A letra do Papai Noel era tremida, pois conforme os relatos do remetente, a sua morada era muito, muito fria. No caso de algumas passagens escritas erroneamente (de acordo com os regimentos da gramática normativa), a desculpa era a falta de estudos do Urso Polar, bem como as suas patas grossas, o que impedia uma escrita mais próxima do formal. Era assim que a cada ano, Tolkien escrevia para os seus filhos, na figura do Papai Noel, fomentando a escrita dos mesmos em retorno, num jogo de trocas de correspondências que seguia um padrão ritualístico: era entregue por carteiro, trazia selo do Polo Norte e uma série de ilustrações a cada documento escrito, numa representação cabal do que seria a verdadeira produção de cartas pelo Papai Noel em sua habitação fria e longínqua.
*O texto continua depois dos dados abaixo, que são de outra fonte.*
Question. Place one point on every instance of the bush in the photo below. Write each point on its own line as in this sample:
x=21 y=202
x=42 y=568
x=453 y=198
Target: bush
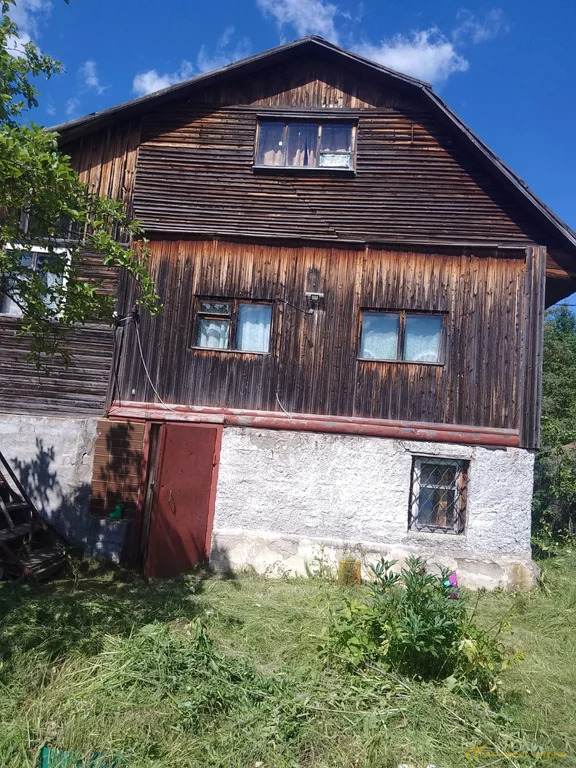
x=418 y=624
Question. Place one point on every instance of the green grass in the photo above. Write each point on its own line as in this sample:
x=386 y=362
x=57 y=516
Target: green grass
x=212 y=672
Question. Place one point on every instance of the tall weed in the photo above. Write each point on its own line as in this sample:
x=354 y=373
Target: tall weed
x=417 y=624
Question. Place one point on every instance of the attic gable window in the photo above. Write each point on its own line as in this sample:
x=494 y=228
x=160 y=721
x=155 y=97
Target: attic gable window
x=230 y=324
x=401 y=336
x=305 y=144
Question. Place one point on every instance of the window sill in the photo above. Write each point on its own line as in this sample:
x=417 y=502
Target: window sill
x=418 y=532
x=229 y=351
x=399 y=362
x=291 y=170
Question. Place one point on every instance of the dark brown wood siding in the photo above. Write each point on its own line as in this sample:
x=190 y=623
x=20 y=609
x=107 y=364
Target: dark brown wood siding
x=414 y=180
x=313 y=365
x=117 y=466
x=75 y=390
x=106 y=160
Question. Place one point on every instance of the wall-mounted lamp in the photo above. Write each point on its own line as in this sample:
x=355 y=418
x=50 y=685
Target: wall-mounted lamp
x=314 y=300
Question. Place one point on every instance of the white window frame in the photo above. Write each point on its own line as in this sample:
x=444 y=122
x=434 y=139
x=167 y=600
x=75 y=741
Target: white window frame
x=34 y=249
x=320 y=123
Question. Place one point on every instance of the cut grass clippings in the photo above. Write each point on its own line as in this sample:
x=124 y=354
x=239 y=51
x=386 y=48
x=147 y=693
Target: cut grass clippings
x=214 y=672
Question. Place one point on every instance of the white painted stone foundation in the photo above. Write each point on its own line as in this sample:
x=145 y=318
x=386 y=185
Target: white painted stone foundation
x=286 y=498
x=53 y=458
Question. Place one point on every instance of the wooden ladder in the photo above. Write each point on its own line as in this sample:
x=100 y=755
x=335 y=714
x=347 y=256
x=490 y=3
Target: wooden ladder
x=29 y=546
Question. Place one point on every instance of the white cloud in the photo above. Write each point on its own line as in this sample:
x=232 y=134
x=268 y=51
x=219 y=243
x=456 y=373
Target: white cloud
x=224 y=52
x=72 y=108
x=480 y=30
x=26 y=15
x=150 y=81
x=307 y=17
x=426 y=54
x=89 y=77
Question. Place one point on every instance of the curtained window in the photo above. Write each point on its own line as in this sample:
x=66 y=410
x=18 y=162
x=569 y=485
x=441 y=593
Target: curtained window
x=254 y=327
x=305 y=144
x=232 y=324
x=379 y=336
x=422 y=338
x=414 y=338
x=33 y=262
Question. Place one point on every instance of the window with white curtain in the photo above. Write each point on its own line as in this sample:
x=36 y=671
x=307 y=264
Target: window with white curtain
x=305 y=144
x=35 y=260
x=233 y=324
x=414 y=338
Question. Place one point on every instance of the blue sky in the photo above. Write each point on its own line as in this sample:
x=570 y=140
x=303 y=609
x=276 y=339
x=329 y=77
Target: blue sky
x=507 y=68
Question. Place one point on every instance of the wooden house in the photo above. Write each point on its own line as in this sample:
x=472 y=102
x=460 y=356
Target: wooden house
x=349 y=355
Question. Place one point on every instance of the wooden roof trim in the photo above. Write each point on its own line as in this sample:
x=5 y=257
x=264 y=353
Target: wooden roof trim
x=76 y=128
x=85 y=125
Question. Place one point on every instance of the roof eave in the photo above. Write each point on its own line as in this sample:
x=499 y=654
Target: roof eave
x=74 y=128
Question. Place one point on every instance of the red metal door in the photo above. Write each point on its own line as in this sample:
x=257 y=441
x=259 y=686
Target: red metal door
x=183 y=507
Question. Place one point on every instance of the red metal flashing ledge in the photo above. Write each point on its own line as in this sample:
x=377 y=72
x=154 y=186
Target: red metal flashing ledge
x=308 y=422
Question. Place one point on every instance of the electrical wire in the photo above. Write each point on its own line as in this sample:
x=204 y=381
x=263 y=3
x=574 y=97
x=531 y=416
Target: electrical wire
x=282 y=407
x=304 y=311
x=146 y=368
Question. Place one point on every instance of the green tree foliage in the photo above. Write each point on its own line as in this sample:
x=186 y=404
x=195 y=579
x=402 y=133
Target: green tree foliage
x=555 y=472
x=37 y=181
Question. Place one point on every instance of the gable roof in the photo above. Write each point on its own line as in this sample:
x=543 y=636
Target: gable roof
x=85 y=125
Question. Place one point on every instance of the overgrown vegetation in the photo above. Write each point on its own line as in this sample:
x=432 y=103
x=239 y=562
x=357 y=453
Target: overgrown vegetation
x=204 y=671
x=555 y=471
x=417 y=624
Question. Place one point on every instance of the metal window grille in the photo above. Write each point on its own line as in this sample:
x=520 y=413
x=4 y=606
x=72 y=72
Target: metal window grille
x=438 y=495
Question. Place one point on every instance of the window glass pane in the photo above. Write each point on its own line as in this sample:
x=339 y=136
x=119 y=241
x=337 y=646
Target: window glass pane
x=437 y=474
x=336 y=146
x=42 y=266
x=214 y=307
x=436 y=506
x=7 y=305
x=253 y=332
x=422 y=339
x=379 y=339
x=270 y=144
x=213 y=333
x=302 y=144
x=336 y=137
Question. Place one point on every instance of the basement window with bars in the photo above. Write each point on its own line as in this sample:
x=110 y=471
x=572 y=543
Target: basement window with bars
x=305 y=144
x=438 y=495
x=233 y=324
x=401 y=336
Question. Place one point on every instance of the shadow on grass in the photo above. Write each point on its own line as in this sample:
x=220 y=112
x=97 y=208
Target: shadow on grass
x=74 y=614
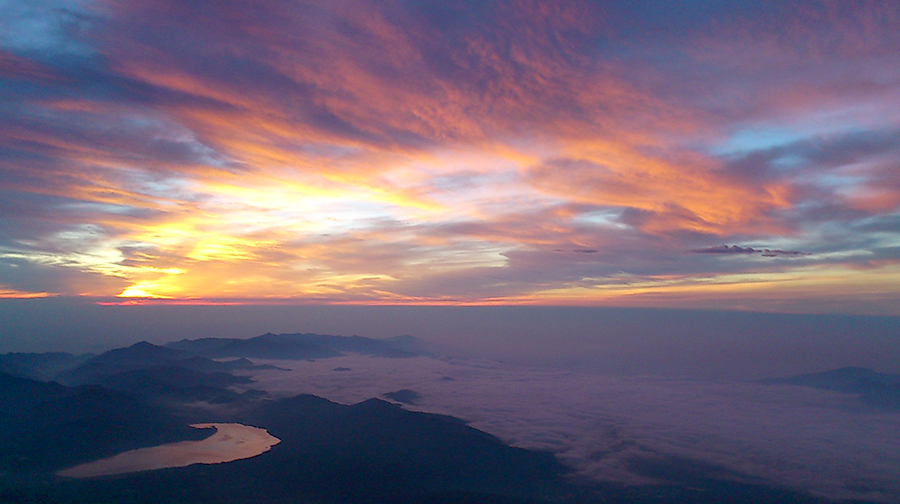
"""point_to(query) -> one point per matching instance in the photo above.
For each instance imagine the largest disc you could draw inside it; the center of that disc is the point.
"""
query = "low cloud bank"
(603, 427)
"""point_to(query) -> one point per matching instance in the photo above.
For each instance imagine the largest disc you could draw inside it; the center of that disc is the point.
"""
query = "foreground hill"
(48, 426)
Organizadas por Baillie Tolkien, em sua edição brasileira, as cartas foram bem traduzidas, num trabalho assinado por Ronald Eduard Krymse. A versão republicada em 2017 é bem luxuosa. O papel couchê possui alta gramatura, o que permite aos textos um suporte sofisticado e bastante “artístico”. Aqui, além a forma também conta, pois se torna o veículo ideal para o conteúdo. A capa traz uma imagem de Papai Noel, centralizada, rodeada por tons avermelhados e alguns textos num amarelo que nos remete ao dourado. Assim, a editora Martins Fontes entrega, juntamente com as 168 páginas amplamente ilustradas, uma porta de entrada que emula as cores que se tornaram convenções do período natalino. Impecável em seu formato, mas pouco interessante no conteúdo interno, Cartas do Papai Noel funciona bem para pesquisadores, admiradores e outros interessados no gênero epistolar.

Ademais, não é uma observação com intuito de desmerecer os esforços do autor, alguém que na verdade não deve ter escrito com interesse em ter os textos publicados. O livro atravessa um processo semelhante ao de Rilke em Cartas Natalinas à Mãe, isto é, apresenta-se como material de interesse histórico e biográfico, mas não empolga como literatura. As demarcações contextuais causam alguma empolgação, mas são pontuais e muito breves. É quando pensamos que o texto vai trazer alguma complexidade, nem que seja mínima, mas não acontece, afinal, se o que temos é a publicação de cartas, e, nesse jogo, pede-se que por respeito ao público, os documentos não sejam alterados, o que Tolkien podia conversar com os filhos, na sua representação do Papai Noel?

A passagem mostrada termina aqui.